12. Pour les mêmes motifs que ceux exposés au point 8 du jugement, M. A B ne remplit pas les conditions de délivrance de la carte de séjour prévue à l’article L. 423-7 du code de l’entrée et du séjour des étrangers et du droit d’asile. Par suite, les moyens tirés de ce que la commission du titre de séjour aurait dû être saisie préalablement à l’édiction de l’arrêté en litige, et de ce que les conditions de convocation de M. A B et ses droits de la défense dans le cadre de cette saisine n’auraient pas été respectées, doivent être écartés.
13. En cinquième lieu, aux termes de l’article L. 423-3 du code de l’entrée et du séjour des étrangers et du droit d’asile : « Lorsque la rupture du lien conjugal ou la rupture de la vie commune est constatée au cours de la durée de validité de la carte de séjour prévue aux articles L. 423-1 ou L. 423-2, cette dernière peut être retirée. / Le renouvellement de la carte est subordonné au maintien du lien conjugal et de la communauté de vie avec le conjoint qui doit avoir conservé la nationalité française ».
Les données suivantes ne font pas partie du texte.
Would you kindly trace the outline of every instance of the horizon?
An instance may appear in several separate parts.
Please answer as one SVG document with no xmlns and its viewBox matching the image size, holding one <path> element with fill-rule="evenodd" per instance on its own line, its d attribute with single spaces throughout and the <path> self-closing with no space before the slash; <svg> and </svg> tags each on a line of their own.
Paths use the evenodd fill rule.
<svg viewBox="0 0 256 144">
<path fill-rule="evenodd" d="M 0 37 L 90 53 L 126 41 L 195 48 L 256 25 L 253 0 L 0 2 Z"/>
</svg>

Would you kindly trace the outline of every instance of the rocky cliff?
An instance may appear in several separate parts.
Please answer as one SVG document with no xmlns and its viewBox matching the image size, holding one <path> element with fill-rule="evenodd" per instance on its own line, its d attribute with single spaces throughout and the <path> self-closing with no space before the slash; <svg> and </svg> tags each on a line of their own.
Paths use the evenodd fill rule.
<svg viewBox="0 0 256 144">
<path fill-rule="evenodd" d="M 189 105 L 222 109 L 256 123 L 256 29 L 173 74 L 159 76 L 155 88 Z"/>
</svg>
14. M. A B se prévaut d’une « exception d’illégalité » tirée de ce qu’en se fondant sur l’article L. 423-3 du code de l’entrée et du séjour des étrangers et du droit d’asile, le préfet de la Marne a « ignoré que le divorce n’est pas prononcé à ce jour entre M. A B et son épouse » et que dès lors le fondement juridique sur lequel le préfet de la Marne appuie sa décision ne lui est pas applicable. Toutefois, l’arrêté en litige n’est pas fondé sur l’article L. 423-3 du code de l’entrée et du séjour des étrangers et du droit d’asile. Ce moyen doit dès lors être écarté comme inopérant.
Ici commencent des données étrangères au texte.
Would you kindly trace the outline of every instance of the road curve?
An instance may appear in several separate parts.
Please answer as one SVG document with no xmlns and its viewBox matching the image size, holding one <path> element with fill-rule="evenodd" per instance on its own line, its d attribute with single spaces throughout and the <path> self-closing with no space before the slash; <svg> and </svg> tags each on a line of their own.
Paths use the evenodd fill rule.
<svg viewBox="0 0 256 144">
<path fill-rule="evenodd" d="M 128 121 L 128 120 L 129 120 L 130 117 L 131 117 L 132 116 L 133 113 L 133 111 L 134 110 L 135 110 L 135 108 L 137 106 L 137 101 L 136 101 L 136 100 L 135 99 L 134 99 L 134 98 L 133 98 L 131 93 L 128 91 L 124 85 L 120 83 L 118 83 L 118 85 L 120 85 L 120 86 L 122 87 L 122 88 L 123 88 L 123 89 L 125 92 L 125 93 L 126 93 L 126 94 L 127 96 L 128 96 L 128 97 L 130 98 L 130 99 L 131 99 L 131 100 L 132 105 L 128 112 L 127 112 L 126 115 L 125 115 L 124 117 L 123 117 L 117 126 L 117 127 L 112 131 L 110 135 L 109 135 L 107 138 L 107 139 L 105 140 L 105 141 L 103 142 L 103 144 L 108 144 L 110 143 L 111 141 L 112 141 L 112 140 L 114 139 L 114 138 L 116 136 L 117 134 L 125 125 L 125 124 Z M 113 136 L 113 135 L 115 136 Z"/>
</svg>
15. En dernier lieu, à supposer que M. A B, qui invoque un « abus de pouvoir », se prévale d’un détournement de pouvoir, il n’en établit toutefois pas l’existence. Ce moyen doit par suite être écarté.
16. Il résulte de tout ce qui précède que la requête de M. A B doit être rejetée, y compris les conclusions aux fins d’injonction et d’astreinte, et celles présentées sur le fondement de l’article L. 761-1 du code de justice administrative.
D E C I D E :
Article 1er : La requête de M. A B est rejetée.
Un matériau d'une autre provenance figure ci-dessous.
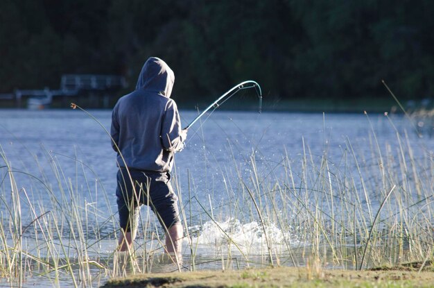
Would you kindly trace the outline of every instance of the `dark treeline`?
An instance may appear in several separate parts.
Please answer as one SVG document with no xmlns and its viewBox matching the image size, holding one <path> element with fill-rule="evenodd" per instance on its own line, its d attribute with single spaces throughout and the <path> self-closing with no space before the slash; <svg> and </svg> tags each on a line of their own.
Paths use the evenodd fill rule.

Article 2 : Le présent jugement sera notifié à M. D A B et au préfet de la Marne.
Copie en sera adressée pour information au ministre de l’intérieur.
Délibéré après l’audience du 19 décembre 2024, à laquelle siégeaient :
M. Briquet, président,
M. Torrente, premier conseiller,
M. Rifflard, conseiller.
Rendu public par mise à disposition au greffe le 9 janvier 2025.
Le rapporteur,
Signé
R. RIFFLARDLe président,
Signé
B. BRIQUET
La greffière,
Signé
F. DAROUSSI DJANFAR
La République mande et ordonne au préfet de la Marne en ce qui le concerne ou à tous commissaires de justice à ce requis en ce qui concerne les voies de droit commun contre les parties privées de pourvoir à l’exécution du présent jugement.